Black Narcissus: A cinematic masterpiece makes a stunning transfer to DVD
A quick mention must be made of this extraordinary DVD which, I’m embarrassed to say, I’ve only just caught up with although it was released late last year. Network’s new ‘Black Narcissus’ has to rank as the best DVD transfer of a technicolour film I’ve ever seen. Obviously it helps that I’ve been in love with the film for years, but anyone who appreciates sublime visuals thrillingly realised on DVD will not fail to be stunned by this disc.
The fact that I’ve been in love with the film may actually have made me more critical than someone new to it; having seen this movie in several different formats, I came to Network’s release with a critical eye. To say I was impressed would be an understatement. Rich, natural colours, awesome detail, astounding, almost hallucinatory clarity, this DVD has the lot and no evidence of the ‘combing’ apparent in places on the Criterion.

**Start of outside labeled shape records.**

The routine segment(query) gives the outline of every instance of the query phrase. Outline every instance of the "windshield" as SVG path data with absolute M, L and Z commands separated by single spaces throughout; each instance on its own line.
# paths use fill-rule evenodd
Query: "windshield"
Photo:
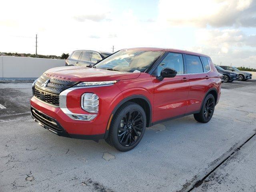
M 100 53 L 102 55 L 102 56 L 103 56 L 104 58 L 107 57 L 109 55 L 111 55 L 112 54 L 112 53 Z
M 235 67 L 232 67 L 232 68 L 233 68 L 233 69 L 234 69 L 235 71 L 240 71 L 240 70 L 239 70 L 238 69 L 237 69 Z
M 123 50 L 94 66 L 97 68 L 125 72 L 144 72 L 162 53 L 162 51 Z

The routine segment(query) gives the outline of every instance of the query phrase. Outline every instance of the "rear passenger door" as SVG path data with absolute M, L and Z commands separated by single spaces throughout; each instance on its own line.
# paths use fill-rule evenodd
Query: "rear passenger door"
M 212 83 L 202 61 L 199 56 L 185 54 L 190 88 L 186 114 L 198 112 Z M 209 66 L 210 68 L 210 66 Z M 208 69 L 209 70 L 210 68 Z

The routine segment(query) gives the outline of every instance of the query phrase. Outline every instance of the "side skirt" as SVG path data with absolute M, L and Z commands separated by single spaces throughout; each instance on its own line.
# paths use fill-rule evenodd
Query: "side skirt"
M 200 111 L 194 111 L 193 112 L 191 112 L 190 113 L 186 113 L 183 115 L 178 115 L 178 116 L 175 116 L 175 117 L 171 117 L 170 118 L 167 118 L 167 119 L 163 119 L 162 120 L 160 120 L 159 121 L 156 121 L 155 122 L 153 122 L 152 124 L 152 126 L 153 125 L 156 125 L 156 124 L 158 124 L 159 123 L 162 123 L 163 122 L 165 122 L 166 121 L 170 121 L 170 120 L 172 120 L 173 119 L 177 119 L 178 118 L 180 118 L 180 117 L 184 117 L 185 116 L 187 116 L 188 115 L 192 115 L 192 114 L 194 114 L 195 113 L 198 113 L 200 112 Z

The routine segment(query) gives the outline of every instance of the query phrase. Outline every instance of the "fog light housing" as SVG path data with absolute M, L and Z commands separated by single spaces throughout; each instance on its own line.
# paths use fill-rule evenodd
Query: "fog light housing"
M 99 111 L 99 97 L 95 93 L 86 93 L 82 96 L 81 106 L 90 113 L 98 113 Z

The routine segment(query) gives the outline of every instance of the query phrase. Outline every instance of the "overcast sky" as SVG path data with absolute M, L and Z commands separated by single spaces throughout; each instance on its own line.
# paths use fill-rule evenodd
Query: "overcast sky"
M 2 1 L 0 52 L 60 55 L 131 47 L 202 52 L 256 68 L 256 0 Z

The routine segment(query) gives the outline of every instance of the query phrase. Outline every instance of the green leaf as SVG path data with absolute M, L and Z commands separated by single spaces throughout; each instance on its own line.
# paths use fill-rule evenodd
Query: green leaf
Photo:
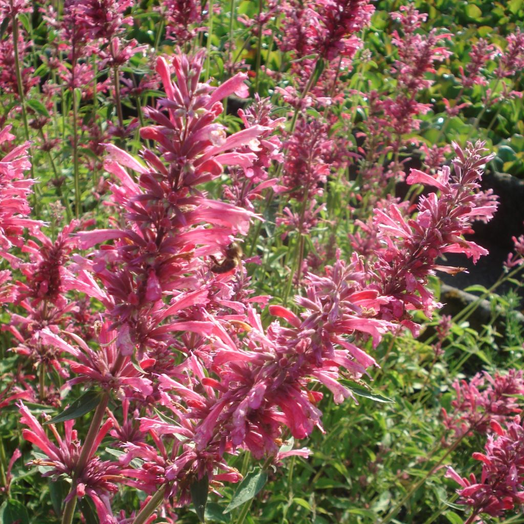
M 216 502 L 209 503 L 205 507 L 205 513 L 204 516 L 206 522 L 228 524 L 231 521 L 231 516 L 224 515 L 223 509 L 223 507 Z
M 79 417 L 85 415 L 86 413 L 89 413 L 94 409 L 100 403 L 102 395 L 102 391 L 93 390 L 86 391 L 60 414 L 53 417 L 50 420 L 48 420 L 43 423 L 55 424 L 57 422 L 63 422 L 66 420 L 78 419 Z
M 313 511 L 313 508 L 311 507 L 311 505 L 304 499 L 300 498 L 299 497 L 293 497 L 293 501 L 295 504 L 298 504 L 299 506 L 301 506 L 303 508 L 305 508 L 309 511 Z
M 378 393 L 374 393 L 369 389 L 366 389 L 365 388 L 362 388 L 359 386 L 357 386 L 352 382 L 348 383 L 346 380 L 342 380 L 341 381 L 342 381 L 342 384 L 343 384 L 346 387 L 348 388 L 351 390 L 352 392 L 354 393 L 358 397 L 364 397 L 365 398 L 368 398 L 371 400 L 375 400 L 375 402 L 381 402 L 385 404 L 395 403 L 395 400 L 392 400 L 390 398 L 388 398 L 387 397 L 383 397 L 382 395 L 379 395 Z
M 522 0 L 509 0 L 508 2 L 508 8 L 514 15 L 516 15 L 522 6 Z
M 25 505 L 19 500 L 10 499 L 0 506 L 2 524 L 29 524 L 29 516 Z
M 99 524 L 96 511 L 91 499 L 88 497 L 84 497 L 79 500 L 80 511 L 85 519 L 85 524 Z
M 224 510 L 224 512 L 228 513 L 232 509 L 242 506 L 245 502 L 250 500 L 264 487 L 267 482 L 267 473 L 260 468 L 248 473 L 238 485 L 231 501 Z
M 9 24 L 9 17 L 6 16 L 2 21 L 2 24 L 0 24 L 0 40 L 2 40 L 4 38 L 4 33 L 5 32 L 5 30 L 7 28 L 7 24 Z
M 27 105 L 36 113 L 39 115 L 49 118 L 49 113 L 48 112 L 46 106 L 39 101 L 31 99 L 27 101 Z
M 53 509 L 57 515 L 62 514 L 62 501 L 66 498 L 69 489 L 68 485 L 61 478 L 54 482 L 50 479 L 48 481 L 49 484 L 49 495 Z
M 22 25 L 24 26 L 24 28 L 30 34 L 31 26 L 29 25 L 29 19 L 28 18 L 27 15 L 25 13 L 20 13 L 18 15 L 18 20 L 20 20 Z
M 468 3 L 466 5 L 464 10 L 466 12 L 466 14 L 470 18 L 477 20 L 482 18 L 482 12 L 474 4 Z
M 208 501 L 208 494 L 209 493 L 209 478 L 204 474 L 199 481 L 195 481 L 189 490 L 191 493 L 191 500 L 195 507 L 196 516 L 201 522 L 205 522 L 204 514 L 205 505 Z

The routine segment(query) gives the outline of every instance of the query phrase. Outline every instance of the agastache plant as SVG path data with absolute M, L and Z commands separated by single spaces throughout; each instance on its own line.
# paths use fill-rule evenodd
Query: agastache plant
M 317 405 L 322 394 L 311 385 L 324 385 L 337 403 L 352 396 L 340 379 L 358 380 L 376 365 L 359 344 L 370 339 L 376 346 L 399 323 L 411 325 L 405 308 L 430 312 L 438 305 L 425 287 L 427 275 L 438 268 L 435 257 L 449 251 L 475 257 L 484 253 L 461 235 L 472 217 L 494 209 L 474 209 L 476 181 L 486 160 L 478 154 L 480 146 L 465 155 L 456 146 L 454 178 L 445 169 L 435 177 L 412 172 L 413 182 L 441 191 L 439 197 L 422 200 L 416 219 L 406 222 L 394 207 L 392 218 L 377 211 L 378 238 L 386 244 L 373 269 L 364 269 L 357 258 L 349 264 L 337 260 L 323 276 L 307 275 L 305 293 L 296 298 L 302 312 L 272 305 L 270 313 L 286 325 L 276 321 L 265 329 L 252 304 L 265 301 L 248 298 L 247 290 L 234 285 L 243 267 L 216 273 L 211 257 L 223 256 L 257 217 L 213 200 L 199 185 L 220 176 L 224 166 L 236 166 L 253 178 L 253 166 L 267 162 L 258 155 L 274 154 L 274 143 L 265 147 L 260 143 L 275 126 L 255 123 L 227 136 L 215 121 L 221 101 L 234 92 L 245 93 L 245 77 L 237 74 L 217 88 L 201 83 L 203 59 L 201 53 L 175 56 L 176 82 L 170 65 L 158 59 L 166 97 L 145 112 L 156 124 L 140 130 L 157 144 L 157 154 L 144 148 L 140 161 L 105 146 L 106 169 L 116 181 L 110 203 L 121 216 L 113 219 L 113 228 L 83 231 L 73 238 L 84 249 L 112 243 L 74 256 L 70 268 L 77 275 L 63 273 L 60 284 L 105 308 L 104 322 L 95 328 L 99 348 L 67 329 L 42 326 L 34 335 L 67 355 L 62 362 L 77 375 L 68 386 L 89 382 L 102 389 L 83 443 L 67 422 L 65 440 L 53 429 L 58 446 L 51 444 L 20 406 L 22 421 L 30 429 L 25 434 L 48 455 L 50 474 L 72 481 L 64 524 L 72 521 L 77 499 L 86 495 L 103 521 L 113 523 L 115 482 L 151 495 L 135 519 L 140 524 L 169 500 L 188 503 L 197 487 L 206 492 L 240 480 L 227 454 L 248 450 L 277 462 L 291 453 L 306 455 L 303 450 L 283 454 L 279 447 L 288 431 L 302 439 L 322 429 Z M 137 174 L 136 180 L 127 170 Z M 395 237 L 404 240 L 394 249 L 389 239 Z M 46 293 L 54 289 L 46 286 Z M 31 292 L 40 298 L 38 290 Z M 124 452 L 117 462 L 95 454 L 114 423 L 114 416 L 103 423 L 112 396 L 126 403 L 127 412 L 129 403 L 136 403 L 144 413 L 138 425 L 115 434 Z M 167 416 L 159 417 L 155 405 Z M 134 435 L 132 441 L 122 440 L 126 434 Z

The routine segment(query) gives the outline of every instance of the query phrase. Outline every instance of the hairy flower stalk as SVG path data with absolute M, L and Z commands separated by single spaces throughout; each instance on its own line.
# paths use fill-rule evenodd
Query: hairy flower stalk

When you consider this film is nearly 60 year old, the quality of this transfer is genuinely hard to believe. Granada has struck a new interpositive directly from the original 35mm YCM and extensively restored the image in HD, removing dirt and defects. The soundtrack has also been digitally restored, a relief to anyone who has suffered the synch problems inherent in the Criterion.
Features include the same 1988 commentary with Powell and Scorsese and ‘Painting with Light’ Cardiff documentary available on the Criterion, with the addition of the valuable 24-minute ‘A Profile of Black Narcissus’ doc.
All this, and it’s R2 too, and available online for approx £14. The only caveat is that there’s no subtitle option, so hard of hearing viewers may want to hold onto their Criterions while adding the Network to their collection when they feel like bathing purely in visual splendour.
For my money the best DVD of 2005 and a must-own title at any rate, please avail yourself of this extraordinary opportunity now and purchase one of the best British films ever made on what is without doubt the best-looking transfer of a film of this era I’ve ever seen.